1. Make sure you're warming up before starting and cooling down afterwards. Try some easier exercise first, or try a few minutes of stretching. Not only can this eliminate exercise induced headache, it also helps avoid excessive muscle soreness, that could lead to a headache later on.
2. Start slowly. If you're just starting an exercise program, don't start with something intensive. You may want to try something as simple as a daily brisk walk, and then move on once your body is used to it. You are wise to talk to your doctor before starting a new program, especially if you're over 40 or you have an injury or heart trouble.

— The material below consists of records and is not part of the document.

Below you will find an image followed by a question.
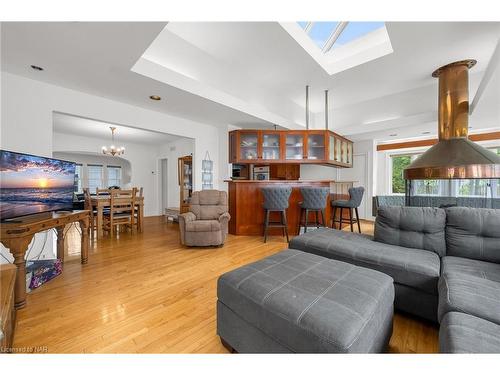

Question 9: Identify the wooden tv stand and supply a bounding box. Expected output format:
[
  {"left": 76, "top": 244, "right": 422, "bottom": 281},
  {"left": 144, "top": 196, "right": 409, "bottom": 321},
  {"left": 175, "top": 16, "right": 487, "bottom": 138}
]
[{"left": 0, "top": 210, "right": 90, "bottom": 309}]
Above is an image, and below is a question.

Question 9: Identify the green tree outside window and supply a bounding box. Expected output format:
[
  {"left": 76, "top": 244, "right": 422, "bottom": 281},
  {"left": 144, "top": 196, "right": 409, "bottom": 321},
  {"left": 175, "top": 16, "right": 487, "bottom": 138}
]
[{"left": 392, "top": 155, "right": 411, "bottom": 194}]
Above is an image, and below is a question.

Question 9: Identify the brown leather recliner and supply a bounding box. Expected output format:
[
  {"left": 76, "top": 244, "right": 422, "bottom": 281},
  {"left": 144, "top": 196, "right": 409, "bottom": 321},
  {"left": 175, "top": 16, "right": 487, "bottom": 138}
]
[{"left": 179, "top": 190, "right": 231, "bottom": 246}]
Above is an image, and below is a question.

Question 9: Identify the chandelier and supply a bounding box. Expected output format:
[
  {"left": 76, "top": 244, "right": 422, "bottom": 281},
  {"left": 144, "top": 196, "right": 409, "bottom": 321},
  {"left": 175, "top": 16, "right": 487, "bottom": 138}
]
[{"left": 102, "top": 126, "right": 125, "bottom": 156}]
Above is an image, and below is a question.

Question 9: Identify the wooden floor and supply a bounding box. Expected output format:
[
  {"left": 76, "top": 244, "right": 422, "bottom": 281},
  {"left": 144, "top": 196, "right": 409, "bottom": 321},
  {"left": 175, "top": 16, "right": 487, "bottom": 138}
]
[{"left": 14, "top": 217, "right": 438, "bottom": 353}]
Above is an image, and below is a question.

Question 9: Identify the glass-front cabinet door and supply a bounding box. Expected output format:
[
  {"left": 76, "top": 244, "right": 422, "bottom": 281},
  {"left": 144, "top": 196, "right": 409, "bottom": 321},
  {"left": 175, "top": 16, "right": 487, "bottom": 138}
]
[
  {"left": 347, "top": 142, "right": 352, "bottom": 165},
  {"left": 307, "top": 133, "right": 325, "bottom": 160},
  {"left": 341, "top": 141, "right": 347, "bottom": 164},
  {"left": 328, "top": 134, "right": 335, "bottom": 160},
  {"left": 285, "top": 133, "right": 304, "bottom": 160},
  {"left": 262, "top": 132, "right": 281, "bottom": 160},
  {"left": 239, "top": 132, "right": 259, "bottom": 160}
]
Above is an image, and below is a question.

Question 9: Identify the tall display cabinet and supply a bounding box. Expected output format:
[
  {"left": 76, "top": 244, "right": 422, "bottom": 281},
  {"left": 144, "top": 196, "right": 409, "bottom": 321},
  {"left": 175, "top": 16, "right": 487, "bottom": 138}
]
[{"left": 178, "top": 155, "right": 193, "bottom": 214}]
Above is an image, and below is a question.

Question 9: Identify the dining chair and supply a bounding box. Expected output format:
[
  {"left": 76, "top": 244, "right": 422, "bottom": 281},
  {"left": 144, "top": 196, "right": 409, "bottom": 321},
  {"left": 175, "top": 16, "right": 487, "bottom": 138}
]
[
  {"left": 83, "top": 188, "right": 97, "bottom": 241},
  {"left": 133, "top": 186, "right": 144, "bottom": 232},
  {"left": 103, "top": 188, "right": 137, "bottom": 235},
  {"left": 95, "top": 188, "right": 109, "bottom": 195}
]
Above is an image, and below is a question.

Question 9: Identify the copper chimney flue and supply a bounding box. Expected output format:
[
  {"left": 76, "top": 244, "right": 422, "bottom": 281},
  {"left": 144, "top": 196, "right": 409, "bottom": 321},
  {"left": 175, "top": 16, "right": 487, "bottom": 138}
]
[{"left": 404, "top": 60, "right": 500, "bottom": 180}]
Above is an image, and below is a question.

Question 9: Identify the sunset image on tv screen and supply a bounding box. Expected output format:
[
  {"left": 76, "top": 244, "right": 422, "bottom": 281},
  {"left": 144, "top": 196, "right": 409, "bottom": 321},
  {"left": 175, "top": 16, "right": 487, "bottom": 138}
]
[{"left": 0, "top": 151, "right": 75, "bottom": 219}]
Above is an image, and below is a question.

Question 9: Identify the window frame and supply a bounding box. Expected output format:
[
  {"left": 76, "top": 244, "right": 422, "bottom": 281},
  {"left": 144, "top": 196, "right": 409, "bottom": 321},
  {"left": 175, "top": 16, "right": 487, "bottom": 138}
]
[
  {"left": 106, "top": 165, "right": 123, "bottom": 188},
  {"left": 75, "top": 163, "right": 85, "bottom": 194}
]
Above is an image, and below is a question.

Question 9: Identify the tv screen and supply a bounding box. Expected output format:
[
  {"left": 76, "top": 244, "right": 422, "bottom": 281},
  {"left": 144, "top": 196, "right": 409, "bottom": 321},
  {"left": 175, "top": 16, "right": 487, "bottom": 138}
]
[{"left": 0, "top": 150, "right": 76, "bottom": 220}]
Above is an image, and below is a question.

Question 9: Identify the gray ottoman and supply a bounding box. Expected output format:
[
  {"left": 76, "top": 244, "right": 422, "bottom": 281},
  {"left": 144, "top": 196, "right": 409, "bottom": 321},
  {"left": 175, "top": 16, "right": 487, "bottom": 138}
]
[{"left": 217, "top": 249, "right": 394, "bottom": 353}]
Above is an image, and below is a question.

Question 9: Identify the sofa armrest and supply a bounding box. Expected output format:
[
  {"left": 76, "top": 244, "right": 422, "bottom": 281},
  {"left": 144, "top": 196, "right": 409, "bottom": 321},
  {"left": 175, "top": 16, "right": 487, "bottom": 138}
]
[{"left": 179, "top": 212, "right": 196, "bottom": 223}]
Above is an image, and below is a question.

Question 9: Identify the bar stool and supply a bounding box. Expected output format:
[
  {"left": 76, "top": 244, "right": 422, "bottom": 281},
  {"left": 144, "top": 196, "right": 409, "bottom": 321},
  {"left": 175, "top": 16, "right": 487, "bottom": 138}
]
[
  {"left": 297, "top": 187, "right": 330, "bottom": 234},
  {"left": 331, "top": 186, "right": 365, "bottom": 233},
  {"left": 261, "top": 186, "right": 292, "bottom": 242}
]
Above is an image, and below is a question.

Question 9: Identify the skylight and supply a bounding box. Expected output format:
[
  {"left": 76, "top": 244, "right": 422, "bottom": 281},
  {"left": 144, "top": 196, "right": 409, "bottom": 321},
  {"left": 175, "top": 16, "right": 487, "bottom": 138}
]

3. Stay well hydrated. That means, drink water!
4. Avoid exercise that involved prolonged stooping.
5. If you've followed the above suggestions and you're still getting headaches, try taking a couple of NSAIDs before you start, such as ibuprofen (Advil).
6. Try gentler exercise. Lower impact, more stretching. If tennis is causing a problem, try swimming instead, for example.
7. Try taking a drug that constricts blood vessels, such as Ergomar, before you begin (suggestion from Valerie South, RN, of the World Headache Alliance)
8. If dropping blood sugar levels is a problem try taking a glucose tablet before you begin, and then have a starchy snack or better yet a full meal soon after you finish (within an hour) (from Sue Dyson in Migraines a Natural Approach)
9. Taper off slowly: If you're already involved in intense exercise, don't stop suddenly. If you know you're going to be taking some time off, slow down the exercise, don't quit cold turkey. (Check this article from the Journal of Exercise Physiology for this "reverse" exercise induced headache)
10. Commonly used medication: The International Headache Society writes that Indocin (an anti-inflammatory medication) is commonly used to treat this type of headache (primary exertional headache or primary cough headache). Some patients have also used ergotamine tartrate. Caution should be exercised when using these medications - talk to your doctor first.